Version 0.17 Sommerwelle

Lecture: Vintage programming: an archaeological journey into the past

How software development evolved in the last 30 years

Albert Einstein's quote "If you want to know the future, look at the past." couldn't be more accurate today. Many young software engineers and graduates today were born in the early 2000s and only know the struggles of early software engineering from their older colleagues, the vintage computing community or abandoned books. Further, many developers from the early 90s are retiring now and there is a danger of losing important knowledge.

In my presentation we will travel back 30 years and look at how software was built from 1990 to 2020. Not in theory, but with practical examples including screenshots and actual production code from the era.

[1991] "Apps" ;) for Windows 3.11 with Visual Basic 2.0
[1996] The first baby steps in "Web development"
[1997] "Mobile Apps" with C++ and PalmOS
[1999] Writing code for the last MacOS (Version 9)
[2000] Arrival of the HTML coder ;) Web development goes mainstream
[2002] C# for Windows & Windows Mobile "App development"
[2003] C++ on Linux: building everything imaginable
[2005] Apache, PHP, MySQL becomes mainstream
[2008] Birth of "The Cloud": Developing with Google App Engine
[2010] "Mobile Apps" for everyone! Building on iOS, Android & Blackberry
[2012] The great merge conflict: Git sends SVN, CVS & HG to the history books
[2015] Cloud & Software-as-a-Service: Goodbye InstallShield Wizard
[2018] Serverless & Infrastructure-as-Code: Goodbye operating system
[2020] JavaScript! How did you even survive 25 years?

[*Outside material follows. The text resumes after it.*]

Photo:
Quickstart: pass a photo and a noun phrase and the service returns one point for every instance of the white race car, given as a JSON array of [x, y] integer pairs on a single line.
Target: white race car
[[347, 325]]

Sit back, relax and enjoy the ride while we fire up the flux capacitor to look at 30 years of software development and archeologically explore software history.

I have experienced much of the software development history myself or through my father who built software from the 80s to the 90s. Given the time, the presentation will not go into every detail but give a glimpse and an immersion into the yesteryear of software development. It is supposed to be an insight into people interested in software development and history as well as those who might be interested to discover more about vintage computing, especially programming. While vintage computing is becoming more and more popular, vintage programming is still in it's infancy.